2. We know the actual name was used in the text of Psalm 118.26:
When we look into the text of the Psalm there is no doubt what word is used for the Father’s name; it is Yehovah (Yod-Hey-Vav-Hey). As a matter of fact the testimony of the whole of the Tanakh is to use The Name. It is used more than 6,000 times even in the Massoretic Hebrew text. If there is a problem with pronouncing the name of Yehovah then why is it recorded in His Word over and over.
3. If Yeshua did not use Elohim’s name he would be guilty of misquoting scripture:
If He did NOT use His Father’s name he would be guilty of misquoting the scripture by substituting a word not used in the in the text.
4. If Yeshua did not use Elohim’s name he could not fulfil all the commandments:
In order to be a perfect substitute for our sins He had to obey the Torah (Law) in every respect. Since we are commanded to call upon, swear by, and bless in the name of Yehovah he would have been disobeying these commandment NOT to use His Name, which would disqualify Him as the perfect sacrifice.
5. By using another word for the name of Elohim you may very well change the intended meaning of the verse:
If Yeshua quoted the verse as saying “Blessed is he that cometh in the name of ‘Adonai’ or ‘the LORD'”, you could infer that he was saying they would not see him again until they were ready to welcome him back again.
If Yeshua quoted the verse as saying, “Blessed is he that cometh in the name of Yehovah”, it conveys a much different meaning in the context of Yeshua’s relationship with the religious leaders. By actually using Elohim’s name he could be saying, “You won’t see me again until you abandon your man-made tradition of not saying Elohim’s name, and beginning to sanctify His name by actually blessing by the name of Yehovah”.

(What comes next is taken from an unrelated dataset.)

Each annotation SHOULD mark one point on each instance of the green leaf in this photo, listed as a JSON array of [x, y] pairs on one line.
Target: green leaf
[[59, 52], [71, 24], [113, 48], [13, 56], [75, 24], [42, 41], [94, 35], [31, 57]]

6. To assert that Yeshua did not know His Father’s name is ridiculous:
One of the main reason for substituting a title such as Adonai or The Lord for the name of Elohim is that we do not we do not know how to pronounce the name of Elohim, however it is totally ridiculous to say that Yeshua, Elohim’s only begotten son, did not know how to pronounce His own Father’s name.